演者 青木 勇樹(戸田中央総合病院 消化器内科)
共同演者 山本 健治郎(戸田中央総合病院 消化器内科), 吉益 悠(戸田中央総合病院 消化器内科), 竹内 啓人(戸田中央総合病院 消化器内科), 永谷 菜穂(戸田中央総合病院 消化器内科), 竹内 眞美(戸田中央総合病院 消化器内科), 田中 麗奈(戸田中央総合病院 消化器内科), 羽山 弥毅(戸田中央総合病院 消化器内科), 山田 昌彦(戸田中央総合病院 消化器内科), 堀部 俊哉(戸田中央総合病院 消化器内科), 原田 容治(戸田中央総合病院 消化器内科), 糸川 文英(東京医科大学病院 消化器内科), 糸井 隆夫(東京医科大学病院 消化器内科)

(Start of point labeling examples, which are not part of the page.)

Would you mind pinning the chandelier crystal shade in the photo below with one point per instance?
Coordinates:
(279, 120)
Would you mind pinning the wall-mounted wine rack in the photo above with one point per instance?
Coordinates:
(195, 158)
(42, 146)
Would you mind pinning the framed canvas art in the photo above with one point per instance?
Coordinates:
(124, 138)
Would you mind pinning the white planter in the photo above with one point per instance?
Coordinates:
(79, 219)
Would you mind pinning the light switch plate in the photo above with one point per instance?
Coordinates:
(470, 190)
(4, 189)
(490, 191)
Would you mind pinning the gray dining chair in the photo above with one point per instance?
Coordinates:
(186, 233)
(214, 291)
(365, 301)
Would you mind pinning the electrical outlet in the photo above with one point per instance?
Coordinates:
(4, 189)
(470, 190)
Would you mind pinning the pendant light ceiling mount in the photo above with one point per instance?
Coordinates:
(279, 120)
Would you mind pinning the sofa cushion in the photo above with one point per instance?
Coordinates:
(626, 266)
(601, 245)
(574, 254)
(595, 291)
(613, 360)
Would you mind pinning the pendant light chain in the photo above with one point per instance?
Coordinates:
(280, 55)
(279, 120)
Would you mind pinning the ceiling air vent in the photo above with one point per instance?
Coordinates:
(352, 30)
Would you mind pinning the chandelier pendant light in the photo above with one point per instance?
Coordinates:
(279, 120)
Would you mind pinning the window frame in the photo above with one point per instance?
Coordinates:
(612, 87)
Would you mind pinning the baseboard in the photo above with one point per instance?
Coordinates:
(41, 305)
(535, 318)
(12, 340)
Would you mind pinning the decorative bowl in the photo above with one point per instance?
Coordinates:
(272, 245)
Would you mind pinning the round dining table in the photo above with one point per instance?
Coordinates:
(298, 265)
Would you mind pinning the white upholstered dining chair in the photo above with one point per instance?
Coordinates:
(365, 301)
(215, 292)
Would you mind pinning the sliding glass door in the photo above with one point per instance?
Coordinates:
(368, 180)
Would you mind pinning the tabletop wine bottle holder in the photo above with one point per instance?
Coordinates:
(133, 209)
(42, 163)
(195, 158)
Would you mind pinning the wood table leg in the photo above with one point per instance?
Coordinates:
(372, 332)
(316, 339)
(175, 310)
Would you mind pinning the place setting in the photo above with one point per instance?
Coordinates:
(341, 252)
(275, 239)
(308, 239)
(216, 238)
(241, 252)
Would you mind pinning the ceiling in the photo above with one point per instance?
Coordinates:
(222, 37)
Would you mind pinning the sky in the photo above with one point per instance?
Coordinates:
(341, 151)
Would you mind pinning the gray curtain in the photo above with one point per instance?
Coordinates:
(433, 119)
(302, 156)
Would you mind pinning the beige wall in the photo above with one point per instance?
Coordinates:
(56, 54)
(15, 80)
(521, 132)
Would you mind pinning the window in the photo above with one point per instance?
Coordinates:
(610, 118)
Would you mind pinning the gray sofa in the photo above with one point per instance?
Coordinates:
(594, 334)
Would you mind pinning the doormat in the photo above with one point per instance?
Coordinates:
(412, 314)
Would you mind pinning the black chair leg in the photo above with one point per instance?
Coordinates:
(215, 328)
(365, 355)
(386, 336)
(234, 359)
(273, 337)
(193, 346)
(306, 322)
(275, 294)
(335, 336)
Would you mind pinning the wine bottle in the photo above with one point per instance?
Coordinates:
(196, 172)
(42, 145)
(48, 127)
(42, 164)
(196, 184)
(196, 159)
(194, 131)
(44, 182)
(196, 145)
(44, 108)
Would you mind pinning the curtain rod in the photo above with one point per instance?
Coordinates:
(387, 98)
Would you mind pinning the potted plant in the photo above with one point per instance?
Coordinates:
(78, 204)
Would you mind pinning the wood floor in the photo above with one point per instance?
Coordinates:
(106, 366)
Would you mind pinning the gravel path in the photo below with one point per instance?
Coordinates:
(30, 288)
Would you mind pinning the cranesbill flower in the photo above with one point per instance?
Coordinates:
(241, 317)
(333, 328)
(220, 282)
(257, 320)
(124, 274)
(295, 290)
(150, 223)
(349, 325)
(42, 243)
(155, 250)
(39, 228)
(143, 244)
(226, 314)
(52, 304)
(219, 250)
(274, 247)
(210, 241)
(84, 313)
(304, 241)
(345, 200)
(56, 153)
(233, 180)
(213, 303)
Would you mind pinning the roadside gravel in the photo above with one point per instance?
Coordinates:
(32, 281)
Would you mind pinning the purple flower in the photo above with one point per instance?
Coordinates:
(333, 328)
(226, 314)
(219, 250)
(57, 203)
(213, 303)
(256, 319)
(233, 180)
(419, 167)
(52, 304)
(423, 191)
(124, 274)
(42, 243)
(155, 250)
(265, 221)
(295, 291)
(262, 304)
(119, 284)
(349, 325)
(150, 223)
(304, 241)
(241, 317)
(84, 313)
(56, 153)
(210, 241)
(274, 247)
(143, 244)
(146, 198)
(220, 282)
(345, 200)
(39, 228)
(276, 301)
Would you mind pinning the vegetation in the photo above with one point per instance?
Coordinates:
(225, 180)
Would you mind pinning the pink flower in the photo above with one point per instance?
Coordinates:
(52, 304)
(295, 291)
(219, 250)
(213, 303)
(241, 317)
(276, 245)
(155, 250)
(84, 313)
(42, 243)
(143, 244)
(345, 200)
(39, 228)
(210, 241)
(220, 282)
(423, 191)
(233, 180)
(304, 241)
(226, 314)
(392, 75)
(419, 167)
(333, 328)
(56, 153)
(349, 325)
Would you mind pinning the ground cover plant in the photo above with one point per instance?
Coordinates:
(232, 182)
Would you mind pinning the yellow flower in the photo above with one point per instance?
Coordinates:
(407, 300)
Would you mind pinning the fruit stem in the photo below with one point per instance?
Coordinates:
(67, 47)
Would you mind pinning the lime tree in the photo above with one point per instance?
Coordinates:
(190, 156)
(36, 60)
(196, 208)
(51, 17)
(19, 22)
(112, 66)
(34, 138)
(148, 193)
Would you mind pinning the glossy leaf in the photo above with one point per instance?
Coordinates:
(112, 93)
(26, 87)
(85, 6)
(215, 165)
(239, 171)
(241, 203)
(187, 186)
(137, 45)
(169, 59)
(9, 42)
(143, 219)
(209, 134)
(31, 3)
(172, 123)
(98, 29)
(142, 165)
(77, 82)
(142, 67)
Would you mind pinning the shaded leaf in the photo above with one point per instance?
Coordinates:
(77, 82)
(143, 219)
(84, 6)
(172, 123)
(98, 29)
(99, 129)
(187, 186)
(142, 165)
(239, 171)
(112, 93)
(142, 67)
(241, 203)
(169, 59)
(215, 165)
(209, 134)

抄録 症例は60歳代男性。既往歴は平成24年10月、他院で胆石胆嚢炎の加療歴があり、平成25年3月30日、突然の発熱、意識障害にて救急搬送となった。採血にて炎症反応の著明な上昇、肝機能障害、血小板減少を認め、腹部単純CTにて総胆管結石による急性閉塞性化膿性胆管炎(AOSC)と診断し、同日、内視鏡的経鼻胆道ドレナージ(ENBD)を施行した。しかし、第4病日早朝にENBDチューブを自己抜去し転倒したため、胆管ステントを留置した。同日の夜間、多量の暗赤色便、血圧低下を認めたため、緊急で上部消化管・大腸内視鏡検査を施行するも出血源は同定できなかった。そのため腹部造影CTを施行したところ肝損傷(肝損傷分類 IIIa型)、腹腔内出血及び門脈血栓を認めた。肝損傷はENBDチューブを自己抜去した際に転倒し受傷したものと判断した。肝損傷に対し外科的治療も選択肢に入れて当院外科にコンサルトした結果、造影CTにて明らかな造影剤の漏出がみられないことや全身状態を考慮し保存的治療とした。その後は第7病日、第21病日、第42病日に造影CTで経過をみていたが、血腫は縮小傾向を認めた。胆管炎に対しては胆管ステントにより炎症が鎮静化し、全身状態の改善を待ち採石を試みたが、confluence stoneであったため、当院での加療は困難と考え、第53病日、他院にて胆道鏡下laser波による採石術を行った。また門脈血栓に対しては、第21病日からHeparinおよびWarfarin投与を開始し、経過良好のため以後外来での経過観察として、第84病日に軽快退院した。本症例はAOSCに門脈血栓を合併した稀な症例であり、さらに肝損傷を併発したため治療に難渋した1例を経験したので報告する。